Principaux résultats des enquêtes mensuelles de Markit auprès des directeurs d’achat en Europe
La croissance du secteur privé a accéléré dans la deuxième partie de juillet en zone euro avec un regain d’optimisme dû à l’apaisement de la crise grecque, montrent les résultats définitifis de l’enquête Markit auprès des directeurs d’achat.
L’indice PMI composite, à 53,7 en version préliminaire, a finalement atteint 53,8, en repli par rapport aux de 54,2 touché en juin.
L’indice qui intègre l’activité dans les services et le secteur manufacturier se maintient depuis la mi-2013 au-dessus du niveau de 50 à partir duquel il pointe vers la croissance.
Selon Markit, l’indice composite laisse prévoir une croissance du produit intérieur brut de 0,4% au troisième trimestre. « L’économie de la zone euro a montré une résilience rassurante face à la crise dette en juillet », a observé Chris Williamson, chef économiste de Markit.
L’indice PMI des services a aussi progressé dans sa version définitive par rapport à l’estimation « flash », à 54,0 contre 53,8, mais en-deçà là aussi du pic de 4 ans de juin à 54,4.
Comme chaque mois depuis plus de trois ans, les entreprises ont dû consentir des baisses de prix mais celles-ci ont été légères. Le sous-indice des prix de sortie est ainsi remonté à 49,8 contre 49,4 en juin, au plus haut depuis son passage sous la barre des 50 en avril 2012.
France, on marque le pas
La croissance de l’activité dans le secteur des services a marqué le pas le mois dernier en France après ses plus hauts depuis l’été 2011 atteints en juin.

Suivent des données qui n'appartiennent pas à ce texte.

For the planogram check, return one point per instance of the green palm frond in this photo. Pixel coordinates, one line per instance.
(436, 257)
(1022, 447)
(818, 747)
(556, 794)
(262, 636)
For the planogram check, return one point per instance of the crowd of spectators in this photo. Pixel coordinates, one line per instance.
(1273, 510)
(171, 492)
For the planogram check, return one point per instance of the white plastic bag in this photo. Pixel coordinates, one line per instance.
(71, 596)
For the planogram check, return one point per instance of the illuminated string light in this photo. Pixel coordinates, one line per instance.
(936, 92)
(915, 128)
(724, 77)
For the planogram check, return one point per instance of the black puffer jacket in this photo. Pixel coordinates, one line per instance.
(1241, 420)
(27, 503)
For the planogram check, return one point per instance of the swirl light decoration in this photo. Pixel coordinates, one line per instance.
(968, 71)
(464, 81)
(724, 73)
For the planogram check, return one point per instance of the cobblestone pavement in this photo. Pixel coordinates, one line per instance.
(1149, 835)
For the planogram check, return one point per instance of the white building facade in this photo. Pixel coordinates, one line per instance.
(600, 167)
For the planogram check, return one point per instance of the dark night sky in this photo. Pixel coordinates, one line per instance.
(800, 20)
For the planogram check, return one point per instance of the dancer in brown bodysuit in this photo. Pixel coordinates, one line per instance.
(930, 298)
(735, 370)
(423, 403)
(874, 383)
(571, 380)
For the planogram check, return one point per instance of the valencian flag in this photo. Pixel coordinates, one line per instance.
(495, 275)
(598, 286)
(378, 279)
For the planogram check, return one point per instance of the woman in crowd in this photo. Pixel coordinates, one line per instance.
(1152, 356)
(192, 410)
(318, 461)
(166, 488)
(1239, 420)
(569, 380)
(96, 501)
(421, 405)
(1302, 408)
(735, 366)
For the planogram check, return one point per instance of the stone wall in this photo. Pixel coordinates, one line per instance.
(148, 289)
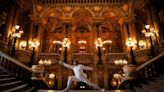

L’indice du secteur des services est ressorti à 52,0, contre 54,1 en juin.
L’indice composite, qui combine des éléments de l’indice du secteur manufacturier et celui des services, est revenu de son côté à 51,5 contre 53,3 en juin.
Outre des nouvelles commandes moins dynamiques, les chefs d’entreprises du secteur des services interrogés par Markit font état d’un ralentissement du volume des affaires en attente et d’une légère contraction de l’emploi pour la première fois en cinq mois. Cet environnement se traduit par un recul des perspectives d’activité qui, après un plus haut de plus de trois ans affiché en juin, sont retombées à leur niveau le plus faible depuis début 2015.
Pour Jack Kennedy, économiste de Markit, « la détérioration des perspectives d’activité et le retour à la contraction de l’emploi témoignent d’un certain scepticisme des entreprises quant à l’existence d’une véritable reprise économique. »
« Dans un tel contexte, les bons résultats du mois dernier pourraient n’avoir été qu’un feu de paille », ajoute-t-il.
Italie, ralentissement marqué
Le secteur des services italien a vu sa croissance ralentir davantage que prévu en juillet, avec notamment des entreprises qui ont licencié du personnel pour la première fois en six mois, selon l’enquête mensuelle Markit/ADACI.
L’indice PMI des services est ainsi revenu à 52,0 contre 53,4 en juin, niveau qui avait constitué un pic de 12 mois. Les économistes interrogés par Reuters l’attendaient en moyenne à 53,0.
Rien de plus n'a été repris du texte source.